Sie ging drei oder vier Schritte und blieb stehen. Sie vermied es, den jungen Mann anzusehen. Niemand griff zu ihren oder zu seinen Gunsten ein. Das war eine unerwartete Wende der Ereignisse. Es verwirrte ihn sehr. Er sah schnell ringsum, sprang in den Wagen und floh mit den Männern, die auf ihn gewartet hatten.

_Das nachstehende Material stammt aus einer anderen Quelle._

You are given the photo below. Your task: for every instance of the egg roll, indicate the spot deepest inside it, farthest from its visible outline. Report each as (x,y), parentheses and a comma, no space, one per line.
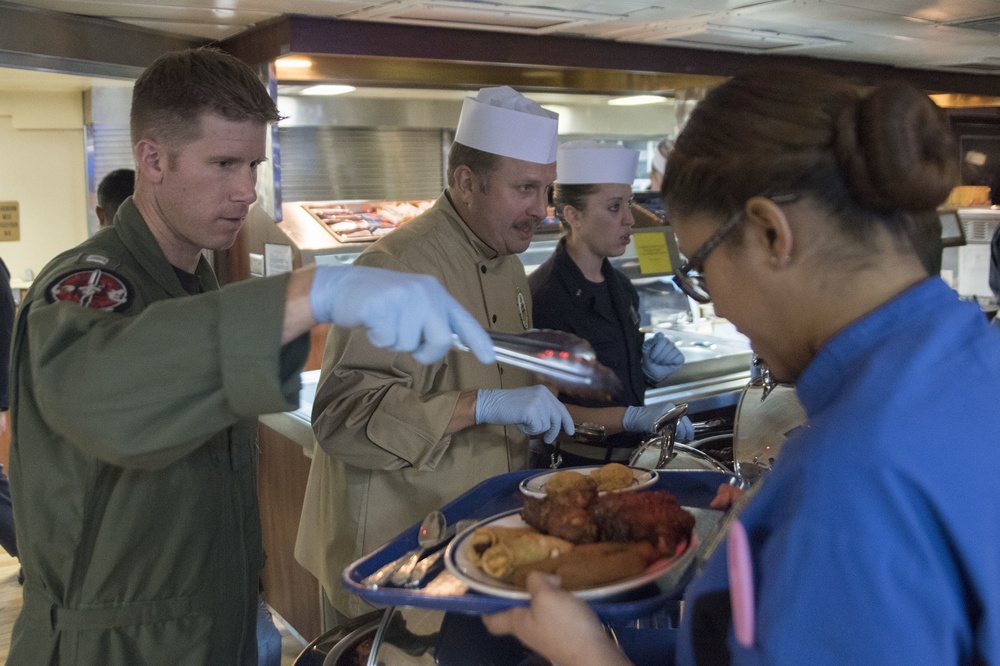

Erst am Abend zuvor war M zum ersten Mal so weit, dass sie Gott und „dem kleinen Mann“ (Dr. Martin Luther King, dem Führer der Bewegung) dieses Versprechen geben konnte: „Morgen“, so hatte sie im Stillen versprochen, „werde ich, wenn ich in den Bus steige und deshalb geschlagen werde, nicht zurückschlagen.“

Aus dem Buch: 
Instead of cowardice or hate
COURAGE IN BOTH HANDS
Dramatic stories of real men and women who accomplished more than they believed they could
Allan A. Hunter
Copyright © 1962 by Allan A. Hunter Printed in the United States of America
BALLANTINE BOOKS, INC.
101 Fifth Avenue New York 3, N. Y.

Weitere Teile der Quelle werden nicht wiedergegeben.